Greek parliament 'to probe monastery scandal'

The scandal rocked Greece and helped bring down the previous conservative government.

Greek parliament 'to probe monastery scandal'

Greek lawmakers decided on Tuesday to investigate suspect land swaps between the state and a wealthy monastery in a scandal which rocked Greece and helped bring down the previous conservative government.

The ruling socialists have vowed to clean up public life and dealing with past scandals will be key to imposing tough austerity measures to fight a financial crisis.

"We need to do this to find out where the money plundered from public wealth has gone," socialist MP Dimitris Tsironis told parliament.

"Do you want to shed light in the darkness? Do you want to make the culprits pay?" The government, which has a comfortable majority in the 300-member parliament, is under pressure by the EU and markets to cut its double-digit deficit and reduce its debt.

Opinion polls show people are willing to support harsh measures if these are just and applied fairly, if those involved in scandals are brought to justice.

Two conservative cabinet ministers resigned last year after investigation showed the powerful Vatopedi monastery got prime, state-owned real estate in exchange for low-value land.

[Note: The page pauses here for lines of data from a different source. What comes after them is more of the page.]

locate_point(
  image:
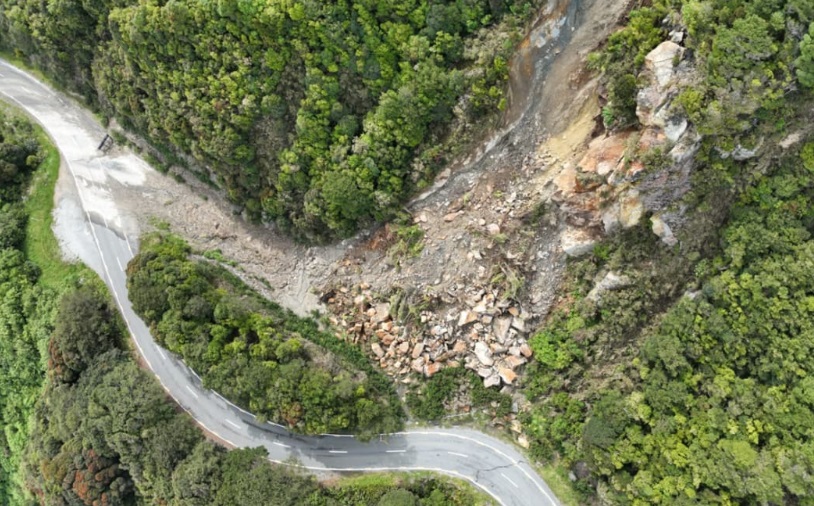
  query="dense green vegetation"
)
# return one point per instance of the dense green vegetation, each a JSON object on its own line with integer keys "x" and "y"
{"x": 252, "y": 351}
{"x": 693, "y": 384}
{"x": 27, "y": 300}
{"x": 428, "y": 402}
{"x": 72, "y": 432}
{"x": 96, "y": 443}
{"x": 318, "y": 116}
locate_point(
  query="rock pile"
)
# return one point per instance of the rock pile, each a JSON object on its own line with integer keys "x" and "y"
{"x": 484, "y": 334}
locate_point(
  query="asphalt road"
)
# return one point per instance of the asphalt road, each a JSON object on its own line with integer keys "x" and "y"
{"x": 494, "y": 466}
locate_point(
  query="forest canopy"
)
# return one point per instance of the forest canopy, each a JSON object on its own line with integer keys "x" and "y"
{"x": 693, "y": 384}
{"x": 317, "y": 116}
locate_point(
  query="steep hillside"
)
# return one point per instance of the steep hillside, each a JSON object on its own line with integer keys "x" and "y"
{"x": 318, "y": 116}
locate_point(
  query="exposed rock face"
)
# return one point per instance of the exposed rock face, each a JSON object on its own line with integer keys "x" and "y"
{"x": 611, "y": 281}
{"x": 663, "y": 230}
{"x": 577, "y": 242}
{"x": 483, "y": 353}
{"x": 623, "y": 177}
{"x": 659, "y": 72}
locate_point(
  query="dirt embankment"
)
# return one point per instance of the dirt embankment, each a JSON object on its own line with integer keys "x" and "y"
{"x": 490, "y": 256}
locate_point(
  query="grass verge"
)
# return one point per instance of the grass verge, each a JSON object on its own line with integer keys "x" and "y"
{"x": 41, "y": 246}
{"x": 366, "y": 487}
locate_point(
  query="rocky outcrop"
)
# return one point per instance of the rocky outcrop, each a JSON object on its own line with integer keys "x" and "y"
{"x": 481, "y": 332}
{"x": 622, "y": 177}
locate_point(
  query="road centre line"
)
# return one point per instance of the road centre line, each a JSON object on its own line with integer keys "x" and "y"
{"x": 518, "y": 463}
{"x": 509, "y": 480}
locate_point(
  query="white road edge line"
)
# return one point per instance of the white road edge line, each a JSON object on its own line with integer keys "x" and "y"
{"x": 509, "y": 480}
{"x": 282, "y": 462}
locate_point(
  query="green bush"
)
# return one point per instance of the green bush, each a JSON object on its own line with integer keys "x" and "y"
{"x": 252, "y": 351}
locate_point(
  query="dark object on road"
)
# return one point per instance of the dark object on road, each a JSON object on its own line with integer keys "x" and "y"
{"x": 106, "y": 143}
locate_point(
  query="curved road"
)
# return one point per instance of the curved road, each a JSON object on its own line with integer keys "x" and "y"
{"x": 490, "y": 464}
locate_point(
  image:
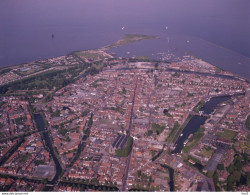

The swaps were intended to settle the 1,000-year old monastery's land claims in northern Greece.

Local media had said that the state lost 100 million euros ($140.9 million) worth of land in the property swap. An investigative magistrate is still looking into the case.

Lawmakers voted early on Tuesday to set up a 19-member committee, which will hold its first session on Feb 1 and has to release findings by March 15.

The Vatopedi monastery, one of the largest in northern Greece's all-male monastic community of Mount Athos, has denied any wrongdoing.

Greece's parliament will examine whether to investigate four other scandals, ranging from wire-tapping during the 2004 Athens Olympics - also known as the "Greek Watergate" - to suspect government bond sales to state-run pension funds.